Challenger Banks Were Inevitable
In retrospect, digital banks were inevitable. They were the moment that traditional brick-and-mortar banks introduced ATMs for cash withdrawals. Once the hardware was in place it became relatively simple to add other services to ATMs as well. You soon used them to make deposits and print out bank statements. With the advent of the dial-up modem and secure firewalls, traditional banks began to provide their customers with online access.
From there it was a short hop, skip and a jump before banking visionaries realized that they could provide all banking services digitally over a single website. Enter the digital banks. No waiting, no need to show up in person and no business hours either. The internet enables them to be open 24 hours a day, seven days a week. Perfect for millennials. And for the rest of us, too. Traditional brick-and-mortar banks, therefore, are now on the defense. They’re doing all they can to keep up with the new guys operating in cyberspace.
Competition Places a Premium on Service
Every airline can get you from Point A to Point B. What affects your decision who to fly with all depends on the service. Which airline answers their phones sooner, which one serves the better food and which one provides more leg room. And which one allows you to take an extra suitcase at no additional charge.
The same can be said of banks. They all can get you from Point A to Point B financially. So, the one you choose will probably be the one that provides the best service in the least amount of time.
The Problem with Onboarding DIsputes
Even for challenger banks, however, there is one significant service that still hasn’t been digitized. Credit card dispute processing continues to use the same technology it did a generation ago. In fact, much of it is done manually.
Onboarding, therefore, takes time – as much as three hours from start to finish. Obviously, banks that find a way to simplify onboarding will be able to rightfully claim that they provide better service than those that do not. Regardless of whether they face competition from traditional or challenger banks.
Getting Ahead of Challenger Banks
The irony is that there indeed is an easy way to expedite dispute onboarding. Cardholders can pay for transactions using their mobile phones. There should also be a mechanism that allows them to upload their disputes the same way, reducing that three-hour wait to just a few minutes.
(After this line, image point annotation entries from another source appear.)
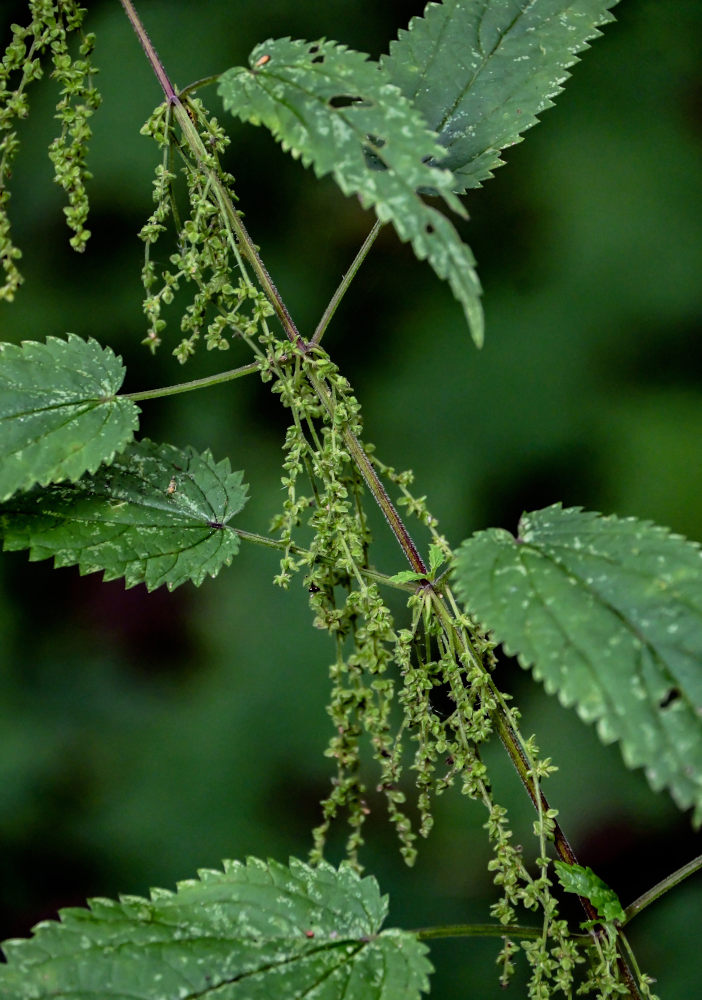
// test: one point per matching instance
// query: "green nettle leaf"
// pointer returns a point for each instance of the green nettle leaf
(608, 612)
(584, 882)
(340, 113)
(157, 515)
(59, 416)
(253, 931)
(480, 71)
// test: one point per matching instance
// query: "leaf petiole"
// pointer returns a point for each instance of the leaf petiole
(198, 383)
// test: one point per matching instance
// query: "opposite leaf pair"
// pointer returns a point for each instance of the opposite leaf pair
(154, 514)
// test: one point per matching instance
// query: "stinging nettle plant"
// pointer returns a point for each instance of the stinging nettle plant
(606, 611)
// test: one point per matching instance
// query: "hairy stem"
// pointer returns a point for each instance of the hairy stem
(191, 136)
(197, 148)
(284, 546)
(345, 282)
(658, 890)
(483, 931)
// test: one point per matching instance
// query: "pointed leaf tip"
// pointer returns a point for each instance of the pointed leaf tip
(339, 112)
(254, 930)
(157, 515)
(481, 71)
(608, 613)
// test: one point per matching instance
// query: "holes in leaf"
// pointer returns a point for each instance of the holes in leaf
(343, 101)
(669, 698)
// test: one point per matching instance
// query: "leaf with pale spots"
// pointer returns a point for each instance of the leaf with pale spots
(480, 71)
(607, 612)
(340, 113)
(157, 515)
(59, 412)
(251, 932)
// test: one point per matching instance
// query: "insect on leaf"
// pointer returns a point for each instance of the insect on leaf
(158, 515)
(341, 114)
(480, 71)
(59, 414)
(607, 612)
(251, 932)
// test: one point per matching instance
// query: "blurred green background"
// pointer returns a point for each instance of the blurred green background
(143, 736)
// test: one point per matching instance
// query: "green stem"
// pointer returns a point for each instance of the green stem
(204, 82)
(483, 931)
(658, 890)
(365, 467)
(276, 543)
(203, 159)
(197, 383)
(345, 282)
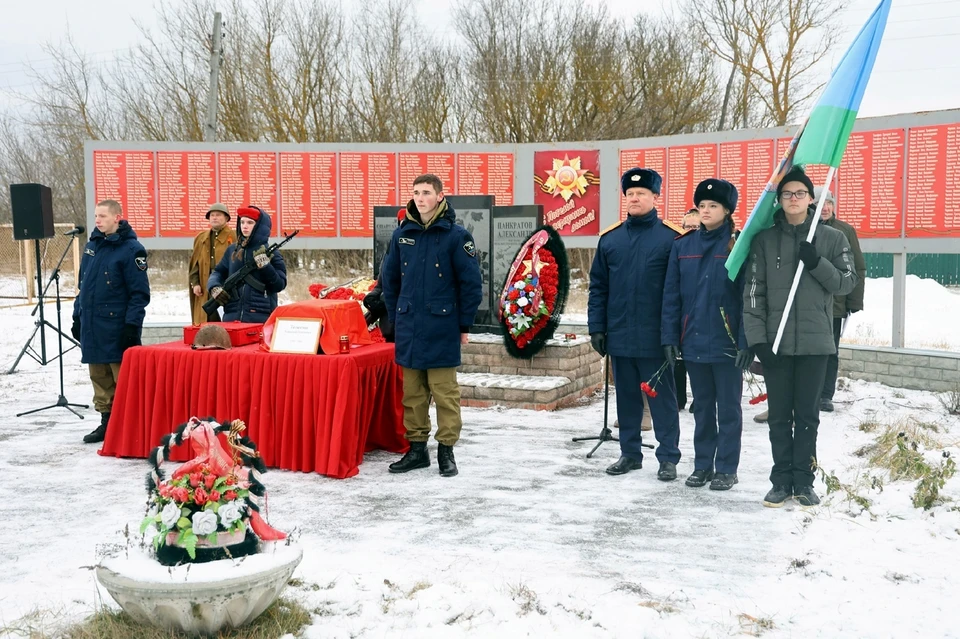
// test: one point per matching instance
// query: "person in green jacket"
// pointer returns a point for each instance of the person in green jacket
(843, 305)
(794, 375)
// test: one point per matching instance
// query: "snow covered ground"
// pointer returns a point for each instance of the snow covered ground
(531, 539)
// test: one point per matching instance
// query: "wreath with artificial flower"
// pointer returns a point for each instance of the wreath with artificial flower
(210, 507)
(534, 293)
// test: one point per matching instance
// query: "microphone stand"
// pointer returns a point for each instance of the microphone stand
(41, 323)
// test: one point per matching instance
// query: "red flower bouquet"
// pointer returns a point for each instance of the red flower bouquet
(534, 293)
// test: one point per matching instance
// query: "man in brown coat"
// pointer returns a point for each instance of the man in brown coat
(208, 249)
(843, 305)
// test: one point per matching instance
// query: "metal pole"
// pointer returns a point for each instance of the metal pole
(898, 339)
(796, 276)
(210, 124)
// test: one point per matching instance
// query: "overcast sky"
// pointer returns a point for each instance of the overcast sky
(917, 69)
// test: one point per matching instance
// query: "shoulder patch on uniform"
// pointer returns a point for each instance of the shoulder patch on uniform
(610, 228)
(673, 226)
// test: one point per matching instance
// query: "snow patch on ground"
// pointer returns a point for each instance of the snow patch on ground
(531, 539)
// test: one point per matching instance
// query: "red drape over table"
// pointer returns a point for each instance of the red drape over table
(312, 413)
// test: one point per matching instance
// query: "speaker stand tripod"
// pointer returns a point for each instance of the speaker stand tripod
(606, 435)
(41, 324)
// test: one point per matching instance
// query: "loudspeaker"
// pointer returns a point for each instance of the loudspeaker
(32, 206)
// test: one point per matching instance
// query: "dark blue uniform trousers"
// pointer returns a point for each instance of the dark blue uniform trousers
(628, 373)
(717, 392)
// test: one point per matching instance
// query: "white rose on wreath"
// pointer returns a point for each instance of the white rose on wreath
(229, 513)
(170, 514)
(204, 522)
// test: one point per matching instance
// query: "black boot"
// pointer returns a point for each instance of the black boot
(417, 457)
(445, 460)
(97, 435)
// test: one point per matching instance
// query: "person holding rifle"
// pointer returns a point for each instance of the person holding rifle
(256, 297)
(795, 374)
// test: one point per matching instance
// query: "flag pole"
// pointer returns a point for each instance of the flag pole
(796, 278)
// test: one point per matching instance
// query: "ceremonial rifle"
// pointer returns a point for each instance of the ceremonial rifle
(233, 282)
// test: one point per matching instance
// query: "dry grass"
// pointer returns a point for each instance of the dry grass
(285, 617)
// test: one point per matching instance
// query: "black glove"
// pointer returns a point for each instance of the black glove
(768, 358)
(671, 353)
(809, 255)
(599, 343)
(131, 336)
(744, 359)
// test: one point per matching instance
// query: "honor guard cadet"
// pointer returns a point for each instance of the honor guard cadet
(432, 288)
(208, 249)
(108, 313)
(623, 315)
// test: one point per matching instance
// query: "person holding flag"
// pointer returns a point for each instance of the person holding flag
(794, 374)
(794, 341)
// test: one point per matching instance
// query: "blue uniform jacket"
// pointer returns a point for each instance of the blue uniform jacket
(114, 291)
(696, 290)
(626, 285)
(432, 288)
(247, 303)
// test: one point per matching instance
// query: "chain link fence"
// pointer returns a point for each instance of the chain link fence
(18, 265)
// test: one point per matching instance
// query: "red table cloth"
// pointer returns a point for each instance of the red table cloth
(312, 413)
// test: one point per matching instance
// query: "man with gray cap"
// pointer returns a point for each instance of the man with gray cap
(208, 249)
(843, 305)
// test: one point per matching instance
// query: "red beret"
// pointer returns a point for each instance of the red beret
(252, 213)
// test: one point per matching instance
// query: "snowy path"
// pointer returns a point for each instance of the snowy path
(531, 539)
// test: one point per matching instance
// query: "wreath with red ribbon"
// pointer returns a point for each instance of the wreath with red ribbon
(534, 293)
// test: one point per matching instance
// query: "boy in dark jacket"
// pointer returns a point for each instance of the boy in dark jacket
(794, 375)
(702, 318)
(432, 287)
(108, 313)
(843, 305)
(623, 316)
(256, 297)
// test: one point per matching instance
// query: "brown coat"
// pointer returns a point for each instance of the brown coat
(201, 265)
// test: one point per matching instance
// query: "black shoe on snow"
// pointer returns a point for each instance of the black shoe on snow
(667, 472)
(699, 478)
(417, 457)
(100, 432)
(445, 460)
(724, 481)
(777, 496)
(624, 465)
(806, 497)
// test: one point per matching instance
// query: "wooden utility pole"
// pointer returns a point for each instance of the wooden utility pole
(210, 125)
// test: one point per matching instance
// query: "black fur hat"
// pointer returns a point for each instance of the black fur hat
(719, 191)
(643, 178)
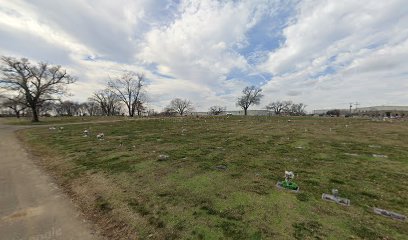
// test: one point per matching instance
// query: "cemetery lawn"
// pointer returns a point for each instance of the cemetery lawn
(61, 120)
(219, 179)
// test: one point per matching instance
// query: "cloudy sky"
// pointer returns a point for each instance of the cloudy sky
(324, 53)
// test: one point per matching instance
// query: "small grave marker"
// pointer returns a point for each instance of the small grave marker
(334, 197)
(163, 157)
(100, 136)
(389, 214)
(287, 184)
(221, 167)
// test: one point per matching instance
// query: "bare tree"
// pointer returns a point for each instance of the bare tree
(180, 106)
(90, 107)
(68, 108)
(279, 107)
(298, 109)
(251, 96)
(108, 102)
(16, 104)
(129, 89)
(38, 83)
(217, 110)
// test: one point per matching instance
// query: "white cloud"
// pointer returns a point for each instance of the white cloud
(337, 51)
(323, 53)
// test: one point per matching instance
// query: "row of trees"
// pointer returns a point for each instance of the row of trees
(38, 88)
(251, 95)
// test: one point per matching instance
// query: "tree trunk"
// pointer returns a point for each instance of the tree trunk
(35, 115)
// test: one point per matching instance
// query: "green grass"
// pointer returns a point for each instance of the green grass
(60, 120)
(187, 197)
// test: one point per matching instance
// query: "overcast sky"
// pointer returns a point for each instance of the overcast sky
(324, 53)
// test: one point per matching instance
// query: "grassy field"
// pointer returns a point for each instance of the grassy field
(219, 180)
(60, 120)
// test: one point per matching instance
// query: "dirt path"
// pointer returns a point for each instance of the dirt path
(31, 205)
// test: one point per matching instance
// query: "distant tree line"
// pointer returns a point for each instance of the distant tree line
(37, 89)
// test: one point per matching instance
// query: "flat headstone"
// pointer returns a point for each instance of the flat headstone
(351, 154)
(221, 167)
(163, 157)
(336, 199)
(279, 185)
(390, 214)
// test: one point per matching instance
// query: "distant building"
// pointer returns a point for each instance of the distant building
(375, 111)
(383, 111)
(238, 113)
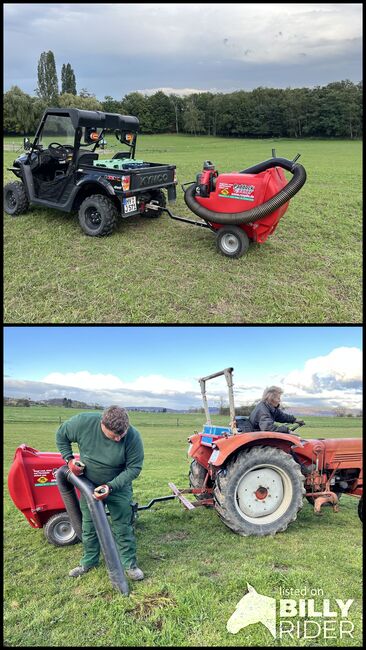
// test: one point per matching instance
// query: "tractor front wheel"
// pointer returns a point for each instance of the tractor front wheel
(260, 492)
(232, 241)
(197, 476)
(98, 216)
(15, 199)
(59, 531)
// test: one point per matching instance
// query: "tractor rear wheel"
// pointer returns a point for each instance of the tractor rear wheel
(197, 475)
(15, 199)
(59, 531)
(98, 216)
(232, 241)
(260, 492)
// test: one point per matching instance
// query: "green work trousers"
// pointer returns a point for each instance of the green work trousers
(121, 519)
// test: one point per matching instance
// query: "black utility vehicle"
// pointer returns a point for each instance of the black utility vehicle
(62, 170)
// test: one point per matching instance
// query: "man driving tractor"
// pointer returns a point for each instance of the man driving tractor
(111, 456)
(267, 412)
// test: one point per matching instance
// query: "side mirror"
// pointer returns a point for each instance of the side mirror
(91, 135)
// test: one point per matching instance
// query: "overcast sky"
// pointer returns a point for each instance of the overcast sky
(317, 367)
(118, 48)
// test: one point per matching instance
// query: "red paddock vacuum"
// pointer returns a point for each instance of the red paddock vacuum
(242, 207)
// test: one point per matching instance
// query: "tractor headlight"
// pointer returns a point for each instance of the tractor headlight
(214, 456)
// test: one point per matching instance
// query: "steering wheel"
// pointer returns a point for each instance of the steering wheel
(58, 150)
(297, 425)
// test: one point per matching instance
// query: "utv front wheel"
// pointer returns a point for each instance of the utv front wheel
(260, 492)
(15, 199)
(98, 216)
(59, 531)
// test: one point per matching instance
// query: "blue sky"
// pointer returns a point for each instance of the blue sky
(117, 48)
(160, 365)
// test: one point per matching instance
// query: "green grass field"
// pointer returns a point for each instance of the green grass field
(196, 569)
(163, 271)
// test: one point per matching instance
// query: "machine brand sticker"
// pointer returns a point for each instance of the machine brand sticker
(44, 477)
(236, 191)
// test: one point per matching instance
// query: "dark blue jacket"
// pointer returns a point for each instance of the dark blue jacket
(264, 416)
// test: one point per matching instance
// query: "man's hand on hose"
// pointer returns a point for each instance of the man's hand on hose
(76, 466)
(101, 492)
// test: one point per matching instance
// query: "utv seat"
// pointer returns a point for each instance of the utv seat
(86, 157)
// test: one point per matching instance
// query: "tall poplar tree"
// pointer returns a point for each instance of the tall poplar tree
(47, 78)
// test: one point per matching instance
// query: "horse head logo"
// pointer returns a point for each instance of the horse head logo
(253, 608)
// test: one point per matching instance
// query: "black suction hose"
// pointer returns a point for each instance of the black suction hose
(70, 500)
(261, 211)
(106, 540)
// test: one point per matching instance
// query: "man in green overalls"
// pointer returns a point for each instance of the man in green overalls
(113, 453)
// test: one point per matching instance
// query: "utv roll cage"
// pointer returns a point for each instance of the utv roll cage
(120, 124)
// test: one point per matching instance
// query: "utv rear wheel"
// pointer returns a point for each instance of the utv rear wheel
(15, 199)
(59, 531)
(155, 196)
(98, 216)
(260, 492)
(232, 241)
(197, 475)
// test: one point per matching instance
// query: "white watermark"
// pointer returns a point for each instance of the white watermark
(316, 616)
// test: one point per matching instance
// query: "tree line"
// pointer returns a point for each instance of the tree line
(331, 111)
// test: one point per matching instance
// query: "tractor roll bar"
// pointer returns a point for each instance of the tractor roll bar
(228, 372)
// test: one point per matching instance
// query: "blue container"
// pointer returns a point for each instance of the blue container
(215, 431)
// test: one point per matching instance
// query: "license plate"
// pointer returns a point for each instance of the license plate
(129, 205)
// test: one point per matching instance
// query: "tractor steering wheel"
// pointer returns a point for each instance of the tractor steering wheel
(297, 425)
(58, 151)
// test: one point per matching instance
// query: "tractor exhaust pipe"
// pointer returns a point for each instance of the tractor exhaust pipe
(261, 211)
(99, 517)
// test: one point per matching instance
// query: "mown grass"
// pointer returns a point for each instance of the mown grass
(196, 568)
(163, 271)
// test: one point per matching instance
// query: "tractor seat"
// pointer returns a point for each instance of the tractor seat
(86, 157)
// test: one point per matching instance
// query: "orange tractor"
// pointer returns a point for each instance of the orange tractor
(257, 480)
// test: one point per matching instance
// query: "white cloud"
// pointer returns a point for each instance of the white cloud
(341, 368)
(154, 384)
(325, 381)
(181, 92)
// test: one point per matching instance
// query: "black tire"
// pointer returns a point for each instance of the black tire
(15, 199)
(232, 241)
(98, 216)
(236, 501)
(59, 531)
(197, 475)
(155, 196)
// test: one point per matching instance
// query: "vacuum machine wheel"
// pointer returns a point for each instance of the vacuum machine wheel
(232, 241)
(59, 531)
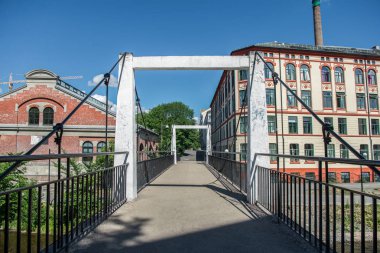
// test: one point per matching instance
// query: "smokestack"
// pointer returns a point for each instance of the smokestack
(318, 38)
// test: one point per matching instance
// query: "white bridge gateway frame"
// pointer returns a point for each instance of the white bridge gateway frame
(199, 127)
(125, 134)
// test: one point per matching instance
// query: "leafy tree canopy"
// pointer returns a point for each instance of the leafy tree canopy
(162, 117)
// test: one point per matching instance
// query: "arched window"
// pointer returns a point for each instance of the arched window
(359, 76)
(48, 116)
(87, 148)
(305, 73)
(34, 116)
(339, 75)
(290, 72)
(372, 77)
(326, 75)
(268, 71)
(100, 147)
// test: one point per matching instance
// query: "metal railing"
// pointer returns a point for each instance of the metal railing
(48, 216)
(329, 216)
(148, 170)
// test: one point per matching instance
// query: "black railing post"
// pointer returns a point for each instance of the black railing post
(58, 140)
(320, 204)
(106, 83)
(327, 128)
(278, 178)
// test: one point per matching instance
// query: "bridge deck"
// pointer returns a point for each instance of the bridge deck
(187, 209)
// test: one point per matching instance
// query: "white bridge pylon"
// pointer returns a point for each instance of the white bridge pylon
(199, 127)
(125, 132)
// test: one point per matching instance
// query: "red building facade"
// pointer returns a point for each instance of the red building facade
(29, 112)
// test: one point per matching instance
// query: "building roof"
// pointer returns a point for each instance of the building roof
(375, 51)
(357, 52)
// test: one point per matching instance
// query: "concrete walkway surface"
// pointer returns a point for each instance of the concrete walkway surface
(187, 209)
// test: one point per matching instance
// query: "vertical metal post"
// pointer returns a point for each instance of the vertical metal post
(320, 205)
(106, 83)
(326, 141)
(275, 82)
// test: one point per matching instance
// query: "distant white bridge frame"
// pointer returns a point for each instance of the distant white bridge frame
(125, 134)
(199, 127)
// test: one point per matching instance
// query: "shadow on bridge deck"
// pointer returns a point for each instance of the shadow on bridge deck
(187, 209)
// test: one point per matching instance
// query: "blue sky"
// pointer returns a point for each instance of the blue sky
(74, 37)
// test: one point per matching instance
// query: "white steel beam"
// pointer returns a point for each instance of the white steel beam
(191, 62)
(258, 138)
(125, 134)
(174, 134)
(190, 126)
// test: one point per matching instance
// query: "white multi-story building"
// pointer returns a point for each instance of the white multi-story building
(205, 119)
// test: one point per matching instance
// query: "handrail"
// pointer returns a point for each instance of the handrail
(59, 180)
(326, 126)
(324, 159)
(228, 153)
(324, 183)
(21, 158)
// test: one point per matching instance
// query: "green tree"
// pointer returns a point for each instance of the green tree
(162, 117)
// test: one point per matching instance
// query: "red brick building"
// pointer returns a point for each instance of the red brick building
(29, 112)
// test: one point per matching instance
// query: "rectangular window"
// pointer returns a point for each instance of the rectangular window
(307, 125)
(376, 152)
(327, 99)
(341, 100)
(309, 150)
(270, 97)
(364, 150)
(306, 97)
(362, 124)
(342, 125)
(271, 124)
(292, 102)
(343, 152)
(375, 128)
(242, 96)
(310, 175)
(345, 177)
(360, 101)
(366, 177)
(332, 177)
(373, 102)
(293, 124)
(243, 124)
(243, 75)
(329, 120)
(331, 150)
(273, 150)
(243, 151)
(294, 150)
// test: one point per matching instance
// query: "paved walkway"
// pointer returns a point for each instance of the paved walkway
(187, 209)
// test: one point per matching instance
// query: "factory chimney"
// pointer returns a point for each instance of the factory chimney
(318, 37)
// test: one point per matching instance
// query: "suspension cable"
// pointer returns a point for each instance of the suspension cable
(327, 128)
(59, 126)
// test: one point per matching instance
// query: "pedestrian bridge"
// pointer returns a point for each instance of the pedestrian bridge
(190, 208)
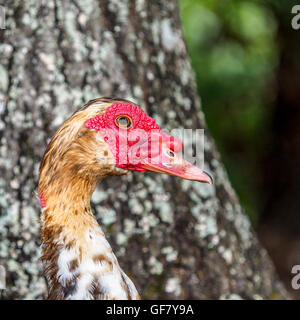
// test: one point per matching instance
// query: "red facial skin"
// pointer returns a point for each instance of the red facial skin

Moreover, by adding artificial intelligence to the equation, the same BaaS solution can then be used to auto-decision the disputes themselves. In so doing, the current manual, subjective and erratic process will become one that is automated, objective and uniform.
The result? Our research here at Finscend indicates that all banks can reduce dispute processing operating expenses by up to 40%. And do so while increasing customer satisfaction. Perhaps most importantly, they can also improve customer retention in this age of unprecedented competition.